The past two days I’ve had class from nine until one, then set off in exploration of the area. It’s hot out and I tire quickly, so my forays have been limited. Yesterday I used public transportation for the first time – a really exciting prospect. Public transportation, I think, offers one of the best glimpses into local daily life. Today I was slightly more ambitious, setting a complex of buildings at Istanbul University as my destination. At the last minute a friend joined, and we left just after one.

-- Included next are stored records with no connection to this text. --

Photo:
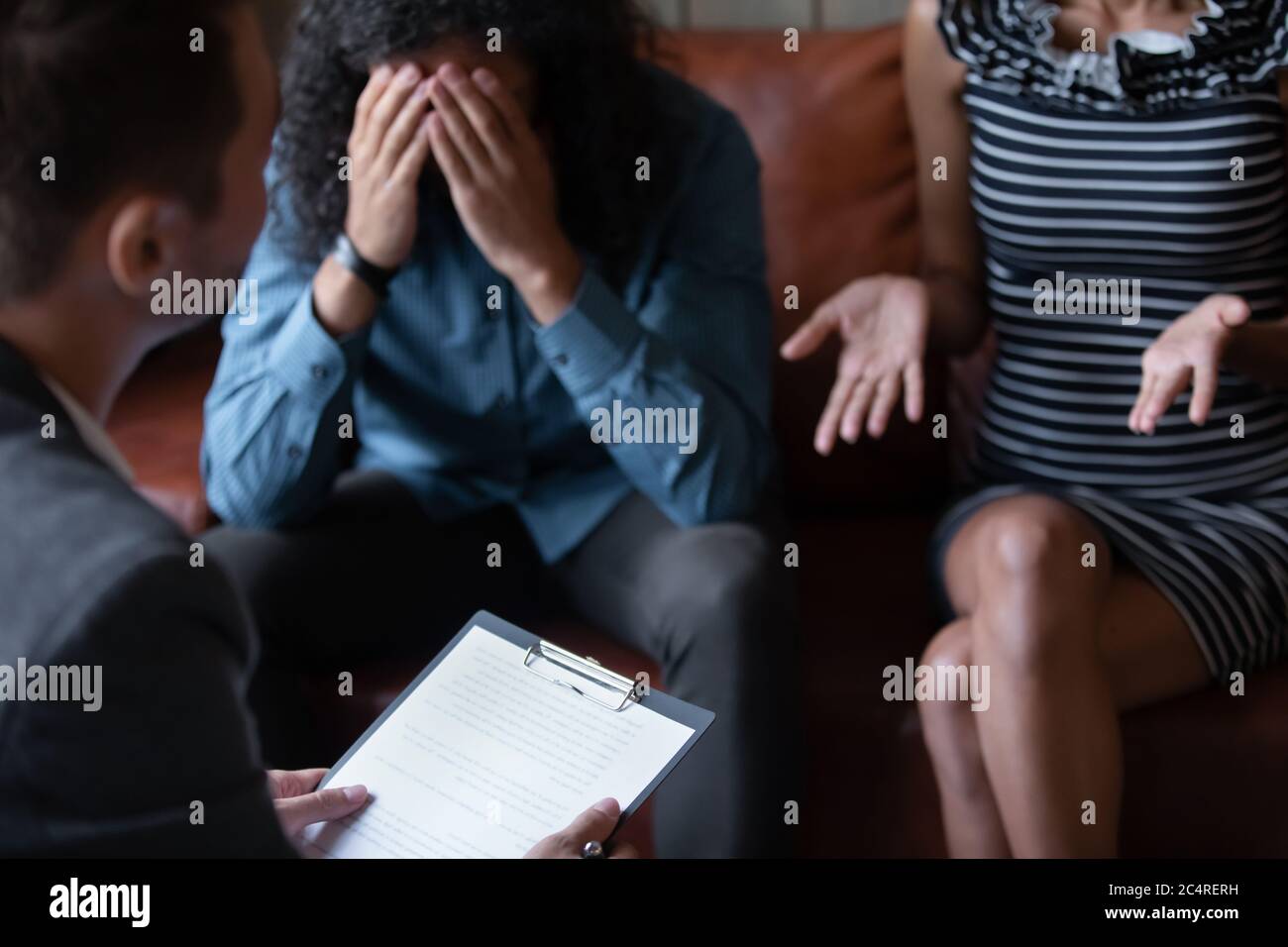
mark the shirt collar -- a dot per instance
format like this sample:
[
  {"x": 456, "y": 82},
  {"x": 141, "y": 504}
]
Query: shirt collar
[{"x": 93, "y": 433}]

We got off the tram near the university, and proceeded to search out an entrance. In what seemed more like me charming the guard with my garbled Turkish explanation of our intention than official permission, we made it inside. The campus is lovely, very treed with typically imposing stone buildings. Not unlike campuses in the US. We found the famous mosque dating to the 1500s from its minarets, visible from afar. I like visiting mosques – unlike in Israel, visitors are expected and welcomed.

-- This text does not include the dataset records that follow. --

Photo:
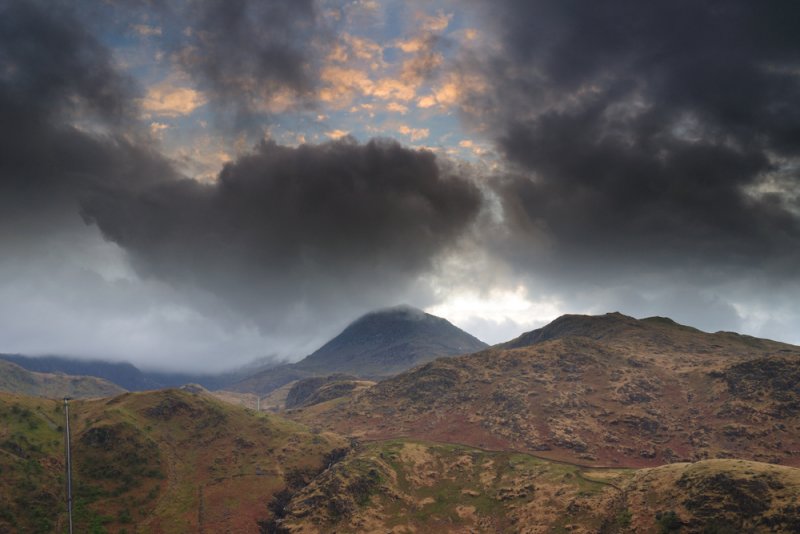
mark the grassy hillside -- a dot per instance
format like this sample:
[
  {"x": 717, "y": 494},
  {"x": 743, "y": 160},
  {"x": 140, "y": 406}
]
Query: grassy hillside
[
  {"x": 410, "y": 486},
  {"x": 15, "y": 379},
  {"x": 165, "y": 461},
  {"x": 627, "y": 393},
  {"x": 31, "y": 466},
  {"x": 407, "y": 486}
]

From there we headed to the Kapalı Çarşısı/Grand Bazaar – the largest covered market in the world. The bazaar was strangely unimpressive – in comparison to Jerusalem souks it was clean and polished, in comparison to US mall it just had more unusual wares and aggressive vendors. Some things seemed pretty cool, and I’d like to go back when I’m more in a shopping mood, but today we wandered just long enough to get lost and then made our way back out. My Turkey book alluded to a book market, which we quickly tracked down and enjoyed, despite the lack of worthwhile English titles.

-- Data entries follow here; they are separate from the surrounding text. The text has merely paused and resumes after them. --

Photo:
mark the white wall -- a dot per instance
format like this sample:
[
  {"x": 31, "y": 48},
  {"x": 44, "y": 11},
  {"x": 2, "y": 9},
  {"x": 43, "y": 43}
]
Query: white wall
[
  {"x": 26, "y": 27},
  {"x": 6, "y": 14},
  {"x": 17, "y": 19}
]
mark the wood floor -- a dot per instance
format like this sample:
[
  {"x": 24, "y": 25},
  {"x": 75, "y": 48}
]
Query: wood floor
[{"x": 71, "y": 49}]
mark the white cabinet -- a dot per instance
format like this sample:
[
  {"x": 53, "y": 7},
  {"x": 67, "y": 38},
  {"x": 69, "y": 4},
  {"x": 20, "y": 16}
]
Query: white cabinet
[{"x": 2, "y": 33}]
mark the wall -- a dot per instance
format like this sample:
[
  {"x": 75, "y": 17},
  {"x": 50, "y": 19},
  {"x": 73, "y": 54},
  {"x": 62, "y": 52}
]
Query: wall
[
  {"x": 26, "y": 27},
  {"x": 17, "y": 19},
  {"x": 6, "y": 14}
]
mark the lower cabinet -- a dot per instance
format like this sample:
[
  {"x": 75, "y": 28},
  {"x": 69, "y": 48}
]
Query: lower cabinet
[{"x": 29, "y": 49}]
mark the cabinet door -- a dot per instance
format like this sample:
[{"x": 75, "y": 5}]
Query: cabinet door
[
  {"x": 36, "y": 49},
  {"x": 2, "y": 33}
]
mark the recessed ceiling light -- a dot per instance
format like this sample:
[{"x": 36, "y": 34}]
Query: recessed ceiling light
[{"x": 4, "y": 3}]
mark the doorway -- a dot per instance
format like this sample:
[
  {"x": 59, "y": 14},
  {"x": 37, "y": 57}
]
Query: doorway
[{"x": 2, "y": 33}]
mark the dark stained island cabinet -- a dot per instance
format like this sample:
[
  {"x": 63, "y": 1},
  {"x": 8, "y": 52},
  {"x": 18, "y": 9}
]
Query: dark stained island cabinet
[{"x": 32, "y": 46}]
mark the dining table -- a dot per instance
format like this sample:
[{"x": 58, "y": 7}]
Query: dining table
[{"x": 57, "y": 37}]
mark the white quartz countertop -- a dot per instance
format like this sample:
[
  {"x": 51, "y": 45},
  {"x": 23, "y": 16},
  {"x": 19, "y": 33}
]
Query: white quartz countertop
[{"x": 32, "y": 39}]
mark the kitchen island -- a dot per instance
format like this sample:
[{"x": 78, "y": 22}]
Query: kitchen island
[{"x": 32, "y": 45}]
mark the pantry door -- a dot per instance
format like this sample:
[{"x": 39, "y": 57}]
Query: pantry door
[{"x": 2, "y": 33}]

From here our afternoon shifted. Previously guided by descriptive paragraphs, here on out we found our books had ceased to be of use. Uncertain of where next to go, I spotted the water and suggested we head that way- I hadn’t seen much of the water yet. The water turned out to be further than it appeared from the top of the hill, and finally at the bottom we found ourselves next to the metro tracks in a charming and slightly dilapidated neighborhood that has potentially never seen a tourist before. Glad to have male companionship, I led the way across the tracks toward a heavily secured port of some sort. Perplexed, we saw Istanbul’s center to the north and turned left. Just beyond the port we entered a fish market, full of properly salty men in rubber boots and gloves. The fish stalls were cool, watered, and artistically displayed. Every few stalls there was a guy grilling fillets and making sandwiches. What luck! Four lira ($2.60) fish sandwiches in hand, we pressed on. Soon the market opened up to a park along a shore, filled with families picnicking under the trees, old men sunbathing on the rocks, boys jumping in for a swim.
Sea of Marmara to the right, the city to the left, the Bosporus and Asian side of Istanbul visible ahead, I reflected again on how nice it is to get off the beaten path, and how much I like Turkey. The Aya Sofya, Sultanahmet Mosque, and Turkish and Islamic Art Museum yesterday were as incredible as I expected, but it’s really great to find out what the Turks are up to and enjoy that too. A couple just-comprehensible Turkish inquiries later, we made our way to a train then a bus home. Despite the uneasiness with which the fish is sitting in my stomach, it’s been an excellent day. Plans to repeat tomorrow after class.